Erforderlich für eine solche Erweiterung der lehramtsstudentischen Kompetenzen seien sowohl eine Erweiterung der Studienprogramme als auch eine Offenheit der Schulen zur Integration der Studierenden in die schulischen Unterrichtsprozesse. „Dabei müsste die Schulpraxisassistenz eng zwischen Hochschulen und Kultusbereich geregelt werden, und auch eine angemessene, für die Studierenden attraktive Vergütung wäre erforderlich“, sagt Gleser. Schließlich habe eine solche Maßnahme einen enormen gesellschaftlichen Nutzen.

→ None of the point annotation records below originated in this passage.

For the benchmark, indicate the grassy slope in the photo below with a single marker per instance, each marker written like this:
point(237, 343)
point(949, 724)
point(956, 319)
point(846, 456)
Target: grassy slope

Die Aktivierung des Potentials der Lehramtsstudierenden für den schulischen Unterricht könne das Eis brechen und vielen tausend Schülerinnen und Schülern dabei helfen, notwendige Kulturtechniken auf einem guten Mindestniveau zu entwickeln. Mit den derzeit angewandten Lehr-Lern-Konzepten gelinge das nachgewiesenermaßen bei einem Teil der Schülerinnen und Schüler nicht. „Selbstverständlich würde eine solche Reform erhebliche Anstrengungen erfordern. Ohne ein grundlegendes Umdenken werden wir die aktuelle Bildungskrise in Deutschland aber nicht bewältigen können“, mahnt Gleser.